Sunday, March 16th, 2008
I always take these weekly business magazine lists with a grain of salt, but publicity is always good. Forbes Magazine recently named Columbus, Ohio its number one up and coming tech city. What’s more, this list was produced by a professor at George Mason University, Philip Auerswald. According to the article:
‘The cities on this list aren’t the places you’d expect to be up-and-coming centers for the next generation of technologies,’ said Auerswald, ‘But 30 years ago, few would have imagined Las Vegas as the center of a real estate boom.’
Auerswald surveyed specific pockets of science–including advanced materials, nano-crystals and quantum dots, polymers and plastics, micro-systems and cell microbiology–that most experts consider today’s most promising frontiers of innovation.
Borrowing a method devised by Anthony Breitzman, a researcher at 1790 Analytics, an intellectual-property valuation firm, Auerswald then looked for important relationships among patents within each general technical area. The most important patents are generally referenced by other inventors in the field when they file for their own patents; lesser patents garner fewer citations. The greater the increase in the number of important patents in a given city, the higher it ranked on Auerswald’s list.
So the list appears to be driven off patents in technology that Aueswald believes are likely to be hot in the future. Looking at his list of tech areas, it is hard to argue too much with it. Using this methodology, Columbus came up number one. A key reason was the Battelle Memorial Institute, which oversees several labs for the Department of Energy, managing a $4 billion budget. Again, according to the article, “The institute has become a force in almost every area of emerging technology, especially life sciences and energy research. One of its children, Velocys, is working on a way to cut the cost of capturing the 3 trillion cubic feet of the world’s stranded natural gas by converting it to easily transportable liquid.”

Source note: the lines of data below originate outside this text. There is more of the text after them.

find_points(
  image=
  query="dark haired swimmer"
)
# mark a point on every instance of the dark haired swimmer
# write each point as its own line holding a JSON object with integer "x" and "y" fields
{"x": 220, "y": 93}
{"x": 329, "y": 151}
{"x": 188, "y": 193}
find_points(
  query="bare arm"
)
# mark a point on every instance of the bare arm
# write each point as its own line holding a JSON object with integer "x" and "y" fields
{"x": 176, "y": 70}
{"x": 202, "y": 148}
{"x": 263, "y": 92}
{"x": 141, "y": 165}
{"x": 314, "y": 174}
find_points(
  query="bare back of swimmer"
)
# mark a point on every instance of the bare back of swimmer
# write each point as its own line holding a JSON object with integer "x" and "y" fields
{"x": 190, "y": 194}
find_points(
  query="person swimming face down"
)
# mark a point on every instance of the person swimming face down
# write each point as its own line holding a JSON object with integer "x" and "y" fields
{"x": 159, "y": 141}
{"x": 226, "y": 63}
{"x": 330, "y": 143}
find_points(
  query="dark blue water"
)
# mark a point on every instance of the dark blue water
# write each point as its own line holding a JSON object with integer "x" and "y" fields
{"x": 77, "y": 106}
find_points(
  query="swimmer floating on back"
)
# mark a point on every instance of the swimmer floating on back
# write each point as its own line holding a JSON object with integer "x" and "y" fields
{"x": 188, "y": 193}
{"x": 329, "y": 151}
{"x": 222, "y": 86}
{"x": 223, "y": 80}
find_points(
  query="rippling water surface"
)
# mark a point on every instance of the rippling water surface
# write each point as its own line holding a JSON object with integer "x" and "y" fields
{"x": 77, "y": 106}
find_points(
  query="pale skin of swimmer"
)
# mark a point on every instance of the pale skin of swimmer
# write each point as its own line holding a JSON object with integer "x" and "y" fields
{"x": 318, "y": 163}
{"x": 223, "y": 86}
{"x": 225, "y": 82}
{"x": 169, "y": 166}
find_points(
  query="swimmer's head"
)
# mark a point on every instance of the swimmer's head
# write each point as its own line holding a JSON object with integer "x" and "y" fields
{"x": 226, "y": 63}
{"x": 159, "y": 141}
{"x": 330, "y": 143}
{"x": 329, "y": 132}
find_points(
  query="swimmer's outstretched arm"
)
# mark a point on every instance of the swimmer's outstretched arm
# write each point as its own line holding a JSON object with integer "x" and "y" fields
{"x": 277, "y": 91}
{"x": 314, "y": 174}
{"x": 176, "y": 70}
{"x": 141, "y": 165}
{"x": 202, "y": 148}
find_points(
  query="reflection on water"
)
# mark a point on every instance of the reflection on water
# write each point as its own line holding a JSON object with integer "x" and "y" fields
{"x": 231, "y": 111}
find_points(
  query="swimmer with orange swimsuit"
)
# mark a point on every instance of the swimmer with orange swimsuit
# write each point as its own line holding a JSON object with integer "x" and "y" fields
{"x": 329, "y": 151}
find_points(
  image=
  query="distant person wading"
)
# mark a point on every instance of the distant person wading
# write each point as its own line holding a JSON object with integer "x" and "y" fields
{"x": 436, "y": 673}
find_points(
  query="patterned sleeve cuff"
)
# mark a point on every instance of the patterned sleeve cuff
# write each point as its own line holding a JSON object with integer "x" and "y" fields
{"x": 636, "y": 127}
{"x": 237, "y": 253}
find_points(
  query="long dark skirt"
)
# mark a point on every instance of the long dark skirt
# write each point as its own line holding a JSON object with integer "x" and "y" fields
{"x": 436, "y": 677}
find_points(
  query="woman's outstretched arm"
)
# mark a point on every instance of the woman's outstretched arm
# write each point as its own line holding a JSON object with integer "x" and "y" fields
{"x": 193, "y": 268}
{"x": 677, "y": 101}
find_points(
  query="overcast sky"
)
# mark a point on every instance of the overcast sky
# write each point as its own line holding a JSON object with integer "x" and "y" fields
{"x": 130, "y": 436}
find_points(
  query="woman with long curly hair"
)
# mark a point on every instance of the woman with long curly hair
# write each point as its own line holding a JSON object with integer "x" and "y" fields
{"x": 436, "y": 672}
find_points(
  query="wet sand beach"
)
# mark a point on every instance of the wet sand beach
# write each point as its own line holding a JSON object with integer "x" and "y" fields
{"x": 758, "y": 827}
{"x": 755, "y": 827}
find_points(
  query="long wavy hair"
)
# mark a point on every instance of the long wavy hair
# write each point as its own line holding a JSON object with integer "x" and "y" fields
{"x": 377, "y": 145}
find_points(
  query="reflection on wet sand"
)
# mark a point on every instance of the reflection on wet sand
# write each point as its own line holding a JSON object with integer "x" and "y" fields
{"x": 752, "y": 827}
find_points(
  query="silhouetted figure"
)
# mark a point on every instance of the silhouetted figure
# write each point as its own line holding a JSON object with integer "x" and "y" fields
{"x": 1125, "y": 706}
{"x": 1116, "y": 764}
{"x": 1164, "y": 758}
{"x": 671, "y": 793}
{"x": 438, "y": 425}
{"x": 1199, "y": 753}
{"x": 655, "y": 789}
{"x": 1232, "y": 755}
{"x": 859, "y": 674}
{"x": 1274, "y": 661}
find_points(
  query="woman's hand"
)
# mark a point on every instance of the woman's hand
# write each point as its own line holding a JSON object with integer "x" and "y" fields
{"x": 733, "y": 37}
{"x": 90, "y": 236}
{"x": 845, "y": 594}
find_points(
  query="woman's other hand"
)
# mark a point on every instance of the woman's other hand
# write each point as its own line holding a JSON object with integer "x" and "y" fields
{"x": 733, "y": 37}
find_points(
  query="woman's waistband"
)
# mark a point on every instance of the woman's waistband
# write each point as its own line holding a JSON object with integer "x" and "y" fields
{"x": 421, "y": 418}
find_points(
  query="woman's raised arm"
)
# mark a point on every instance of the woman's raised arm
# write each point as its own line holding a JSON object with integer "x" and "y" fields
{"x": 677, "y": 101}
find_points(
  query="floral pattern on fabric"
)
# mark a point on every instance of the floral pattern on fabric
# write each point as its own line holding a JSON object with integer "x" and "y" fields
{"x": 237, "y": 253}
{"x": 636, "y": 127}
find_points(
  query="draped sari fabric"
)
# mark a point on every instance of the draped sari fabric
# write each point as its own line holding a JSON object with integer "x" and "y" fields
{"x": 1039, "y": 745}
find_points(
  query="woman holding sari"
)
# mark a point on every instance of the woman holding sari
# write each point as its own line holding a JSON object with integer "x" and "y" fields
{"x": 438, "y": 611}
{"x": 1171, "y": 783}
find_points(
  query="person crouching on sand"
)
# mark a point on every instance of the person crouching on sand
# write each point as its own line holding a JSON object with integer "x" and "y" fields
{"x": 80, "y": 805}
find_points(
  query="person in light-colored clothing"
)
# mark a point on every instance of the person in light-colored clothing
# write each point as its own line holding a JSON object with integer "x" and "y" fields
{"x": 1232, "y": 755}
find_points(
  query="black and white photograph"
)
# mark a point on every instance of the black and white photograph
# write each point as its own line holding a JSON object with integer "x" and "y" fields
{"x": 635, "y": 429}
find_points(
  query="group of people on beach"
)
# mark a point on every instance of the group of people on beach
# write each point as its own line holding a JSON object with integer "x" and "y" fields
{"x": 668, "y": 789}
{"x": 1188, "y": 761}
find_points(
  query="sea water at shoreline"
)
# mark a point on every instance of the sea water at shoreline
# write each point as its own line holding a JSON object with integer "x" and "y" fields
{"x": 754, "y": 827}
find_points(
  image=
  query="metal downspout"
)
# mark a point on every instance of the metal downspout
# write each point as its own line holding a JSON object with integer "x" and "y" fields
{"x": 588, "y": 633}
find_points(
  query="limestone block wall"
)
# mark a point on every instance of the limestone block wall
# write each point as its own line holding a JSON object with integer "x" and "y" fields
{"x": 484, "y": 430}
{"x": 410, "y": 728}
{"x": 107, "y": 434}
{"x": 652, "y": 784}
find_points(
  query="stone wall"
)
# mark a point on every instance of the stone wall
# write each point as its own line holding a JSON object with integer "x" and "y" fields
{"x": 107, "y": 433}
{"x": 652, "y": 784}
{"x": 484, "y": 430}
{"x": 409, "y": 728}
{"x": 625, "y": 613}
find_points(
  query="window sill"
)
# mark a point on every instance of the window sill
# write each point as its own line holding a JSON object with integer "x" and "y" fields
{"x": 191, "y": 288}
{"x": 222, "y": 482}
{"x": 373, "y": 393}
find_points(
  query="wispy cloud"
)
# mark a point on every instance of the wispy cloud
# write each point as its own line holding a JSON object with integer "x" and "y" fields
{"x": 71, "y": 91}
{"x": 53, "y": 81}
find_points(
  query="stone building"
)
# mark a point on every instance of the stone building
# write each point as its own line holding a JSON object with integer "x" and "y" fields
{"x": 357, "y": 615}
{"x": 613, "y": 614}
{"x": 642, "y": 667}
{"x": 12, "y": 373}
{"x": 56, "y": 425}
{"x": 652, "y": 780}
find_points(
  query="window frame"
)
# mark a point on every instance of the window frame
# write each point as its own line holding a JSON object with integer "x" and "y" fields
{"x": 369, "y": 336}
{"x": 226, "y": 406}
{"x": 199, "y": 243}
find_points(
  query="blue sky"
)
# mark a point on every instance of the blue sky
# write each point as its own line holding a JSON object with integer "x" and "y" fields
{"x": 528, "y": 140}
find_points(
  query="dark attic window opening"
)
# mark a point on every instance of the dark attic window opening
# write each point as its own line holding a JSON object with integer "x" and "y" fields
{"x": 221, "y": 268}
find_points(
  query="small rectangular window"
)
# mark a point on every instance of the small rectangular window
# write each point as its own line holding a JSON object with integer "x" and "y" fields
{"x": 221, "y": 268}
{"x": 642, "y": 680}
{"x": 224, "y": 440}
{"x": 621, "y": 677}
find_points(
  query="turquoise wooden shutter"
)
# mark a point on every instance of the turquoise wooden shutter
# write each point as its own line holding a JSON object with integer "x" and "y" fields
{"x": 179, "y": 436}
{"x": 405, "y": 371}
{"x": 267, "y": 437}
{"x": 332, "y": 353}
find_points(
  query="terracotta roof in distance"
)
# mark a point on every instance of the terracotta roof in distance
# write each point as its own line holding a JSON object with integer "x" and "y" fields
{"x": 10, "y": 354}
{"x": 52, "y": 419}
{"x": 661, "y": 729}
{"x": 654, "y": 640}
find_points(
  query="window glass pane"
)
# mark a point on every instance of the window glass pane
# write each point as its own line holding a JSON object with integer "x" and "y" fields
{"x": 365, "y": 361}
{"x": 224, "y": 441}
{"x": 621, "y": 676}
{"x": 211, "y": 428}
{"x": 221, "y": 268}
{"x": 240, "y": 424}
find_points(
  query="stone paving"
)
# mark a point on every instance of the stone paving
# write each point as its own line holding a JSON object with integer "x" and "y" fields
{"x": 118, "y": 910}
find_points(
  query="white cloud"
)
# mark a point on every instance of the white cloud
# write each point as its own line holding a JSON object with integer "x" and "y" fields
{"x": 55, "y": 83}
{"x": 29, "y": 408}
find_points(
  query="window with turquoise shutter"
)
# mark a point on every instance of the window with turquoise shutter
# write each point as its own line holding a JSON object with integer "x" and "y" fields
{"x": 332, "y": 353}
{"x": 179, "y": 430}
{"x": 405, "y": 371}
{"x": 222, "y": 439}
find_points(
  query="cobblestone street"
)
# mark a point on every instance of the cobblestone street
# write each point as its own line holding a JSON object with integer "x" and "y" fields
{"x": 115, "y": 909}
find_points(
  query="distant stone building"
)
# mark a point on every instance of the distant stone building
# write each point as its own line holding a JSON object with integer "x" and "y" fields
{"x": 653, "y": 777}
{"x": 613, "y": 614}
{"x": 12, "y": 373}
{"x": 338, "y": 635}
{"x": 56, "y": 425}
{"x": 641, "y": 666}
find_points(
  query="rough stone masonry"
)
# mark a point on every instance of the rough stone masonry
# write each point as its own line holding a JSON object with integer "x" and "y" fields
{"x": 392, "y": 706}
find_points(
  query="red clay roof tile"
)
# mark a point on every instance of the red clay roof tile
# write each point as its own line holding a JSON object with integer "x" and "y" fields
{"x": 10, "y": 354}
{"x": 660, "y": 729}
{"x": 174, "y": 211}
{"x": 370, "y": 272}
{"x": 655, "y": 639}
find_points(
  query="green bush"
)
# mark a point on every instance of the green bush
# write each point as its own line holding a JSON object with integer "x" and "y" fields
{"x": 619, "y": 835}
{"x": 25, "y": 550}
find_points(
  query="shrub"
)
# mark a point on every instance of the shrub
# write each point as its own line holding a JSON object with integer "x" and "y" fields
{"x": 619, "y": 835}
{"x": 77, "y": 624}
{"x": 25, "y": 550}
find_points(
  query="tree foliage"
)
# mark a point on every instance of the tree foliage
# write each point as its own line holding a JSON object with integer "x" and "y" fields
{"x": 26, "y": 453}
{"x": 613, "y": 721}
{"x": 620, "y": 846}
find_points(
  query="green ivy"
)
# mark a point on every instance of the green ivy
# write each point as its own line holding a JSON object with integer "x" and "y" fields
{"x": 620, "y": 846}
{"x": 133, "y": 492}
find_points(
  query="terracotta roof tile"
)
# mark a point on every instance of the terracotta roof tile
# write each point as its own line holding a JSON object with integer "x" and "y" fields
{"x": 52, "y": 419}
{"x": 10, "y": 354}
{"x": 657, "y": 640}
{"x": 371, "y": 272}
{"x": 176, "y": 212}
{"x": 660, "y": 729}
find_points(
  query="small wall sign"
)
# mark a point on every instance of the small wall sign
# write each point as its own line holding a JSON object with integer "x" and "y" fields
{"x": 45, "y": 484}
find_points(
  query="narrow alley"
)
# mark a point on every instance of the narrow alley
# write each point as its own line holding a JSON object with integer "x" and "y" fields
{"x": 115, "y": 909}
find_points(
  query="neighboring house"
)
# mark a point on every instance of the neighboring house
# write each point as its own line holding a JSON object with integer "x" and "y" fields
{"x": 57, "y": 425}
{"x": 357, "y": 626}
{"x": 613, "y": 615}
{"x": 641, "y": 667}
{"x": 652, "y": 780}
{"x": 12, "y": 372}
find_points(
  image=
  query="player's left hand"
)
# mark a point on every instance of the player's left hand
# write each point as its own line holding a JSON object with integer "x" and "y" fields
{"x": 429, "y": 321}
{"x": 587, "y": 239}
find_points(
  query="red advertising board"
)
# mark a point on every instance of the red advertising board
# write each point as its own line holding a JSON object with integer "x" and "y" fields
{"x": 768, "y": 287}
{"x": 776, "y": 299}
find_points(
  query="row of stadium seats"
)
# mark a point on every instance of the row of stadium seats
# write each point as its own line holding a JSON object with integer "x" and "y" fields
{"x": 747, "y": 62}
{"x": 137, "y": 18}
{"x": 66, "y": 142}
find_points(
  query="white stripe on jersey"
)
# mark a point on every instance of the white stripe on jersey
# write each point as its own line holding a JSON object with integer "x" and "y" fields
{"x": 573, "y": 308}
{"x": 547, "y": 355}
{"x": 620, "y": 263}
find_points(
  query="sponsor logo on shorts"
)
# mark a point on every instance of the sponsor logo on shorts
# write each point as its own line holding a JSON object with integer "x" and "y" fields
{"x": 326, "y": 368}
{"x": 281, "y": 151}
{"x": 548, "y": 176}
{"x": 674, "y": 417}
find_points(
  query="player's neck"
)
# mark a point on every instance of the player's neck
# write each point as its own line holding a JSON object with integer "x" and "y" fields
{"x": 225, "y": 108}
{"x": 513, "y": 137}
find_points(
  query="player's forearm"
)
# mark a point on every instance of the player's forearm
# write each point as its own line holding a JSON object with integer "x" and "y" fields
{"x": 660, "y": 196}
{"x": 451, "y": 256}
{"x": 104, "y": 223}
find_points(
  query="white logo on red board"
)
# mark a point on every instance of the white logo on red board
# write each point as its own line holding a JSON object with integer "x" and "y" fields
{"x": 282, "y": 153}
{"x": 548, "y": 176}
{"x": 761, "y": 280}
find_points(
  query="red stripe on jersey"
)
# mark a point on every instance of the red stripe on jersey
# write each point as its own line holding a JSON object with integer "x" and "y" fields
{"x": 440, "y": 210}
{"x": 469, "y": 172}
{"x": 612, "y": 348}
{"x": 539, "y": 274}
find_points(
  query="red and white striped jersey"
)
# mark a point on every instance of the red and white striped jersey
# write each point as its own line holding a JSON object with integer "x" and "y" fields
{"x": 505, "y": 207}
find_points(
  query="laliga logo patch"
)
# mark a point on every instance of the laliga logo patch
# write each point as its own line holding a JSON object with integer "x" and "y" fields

Fellow Midwest metro Milwaukee was number five on the list and Pittsburgh number six. From what I saw of it, it certainly helped to have some official US government sponsored lab in your area.
All is not well in Columbus, however. As a bonus follow-up on a story I previously mentioned about financial troubles at the Columbus Symphony, it now appears that the orchestra may cease trading entirely in April. Here is more coverage. I’ve seen these sagas play out enough times that I’m doubtful the orchestra would go under completely. The corporate base of the town realizes that would be a black eye for the city. It would be tough to be city without an orchestra and tout the quality of life there. But as this is mostly a checkbox item for most people, the actual artistic quality need not be that high. Hence the desire to radically downsize the orchestra. The monkey wrench is the musicians, at least some of whom have said they’d rather see the orchestra go out of business that accept cuts.